En 2018, les conclusions de l'étude Making Tax Work for Girls’ Education d'ActionAid ont mis en évidence le fait qu'environ 87 millions de dollars US ont été perdus uniquement à cause de mesures incitatives et de conventions fiscales. D'autres recherches (en anglais) initiées et menées par l'organisation en 2020 suggèrent que seules six réformes fiscales progressives au Malawi pourraient favoriser une augmentation de 2 % du ratio impôts/PIB du pays, estimé à 135,1 millions de dollars.

Si seulement 20 % de ces nouveaux revenus étaient alloués à l'éducation (selon la référence internationale), cela équivaudrait à environ 27 millions de dollars US, ce qui, selon ActionAid, serait suffisant pour couvrir le coût des places à l'école pour tous les enfants non scolarisés pendant un an.

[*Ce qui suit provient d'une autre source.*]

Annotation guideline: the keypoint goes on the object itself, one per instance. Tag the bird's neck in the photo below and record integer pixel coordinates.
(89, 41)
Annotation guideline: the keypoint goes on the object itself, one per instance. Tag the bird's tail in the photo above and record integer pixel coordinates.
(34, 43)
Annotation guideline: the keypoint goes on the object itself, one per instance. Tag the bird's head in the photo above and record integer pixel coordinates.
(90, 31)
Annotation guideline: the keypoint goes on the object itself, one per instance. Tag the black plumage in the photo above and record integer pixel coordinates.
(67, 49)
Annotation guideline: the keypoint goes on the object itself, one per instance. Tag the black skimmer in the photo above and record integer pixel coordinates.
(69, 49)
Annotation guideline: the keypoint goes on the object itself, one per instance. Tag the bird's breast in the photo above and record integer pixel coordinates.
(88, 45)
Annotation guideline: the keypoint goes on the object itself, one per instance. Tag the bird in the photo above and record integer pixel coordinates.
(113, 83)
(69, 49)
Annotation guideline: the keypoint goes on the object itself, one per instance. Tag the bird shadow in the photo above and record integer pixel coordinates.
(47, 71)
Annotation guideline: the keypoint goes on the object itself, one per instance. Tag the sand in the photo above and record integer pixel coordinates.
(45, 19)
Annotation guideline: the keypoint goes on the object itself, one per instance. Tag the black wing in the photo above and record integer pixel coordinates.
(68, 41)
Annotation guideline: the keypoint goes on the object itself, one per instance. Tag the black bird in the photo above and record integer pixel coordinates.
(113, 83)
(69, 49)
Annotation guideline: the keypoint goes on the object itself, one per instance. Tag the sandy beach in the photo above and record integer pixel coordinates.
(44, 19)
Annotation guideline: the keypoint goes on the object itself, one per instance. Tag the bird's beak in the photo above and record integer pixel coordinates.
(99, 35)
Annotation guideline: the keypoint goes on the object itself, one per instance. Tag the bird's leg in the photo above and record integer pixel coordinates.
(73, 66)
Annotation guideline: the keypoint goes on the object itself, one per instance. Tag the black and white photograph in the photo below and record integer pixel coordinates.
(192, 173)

Compte tenu de l'impact de la crise sanitaire et des contraintes de financement des services publics essentiels tels que l'éducation qui en résultent, ActionAid et ses partenaires continueront de plaider pour que les gouvernements honorent les engagements pris lors du Sommet mondial sur l'éducation en 2021 et se mobilisent, pas seulement en faveur des allocations qui sont en cours et conformes aux critères de référence convenus au niveau mondial, mais également en faveur d'allocations dépensées de manière transparente et sensible aux besoins des plus vulnérables, en particulier les filles. Cela aidera ainsi à éliminer les obstacles auxquels elles sont confrontées.

Action Aid y parvient également en rejoignant le groupe consultatif du projet GPE-IPNED, les deux organisations travaillant à l'élaboration d'une boîte à outils sur le financement national de l'éducation destinée à soutenir l'engagement des parlementaires dans les discussions budgétaires, notamment pour une allocation plus équitable des ressources, afin qu’elle atteignent des groupes marginalisés comme les filles.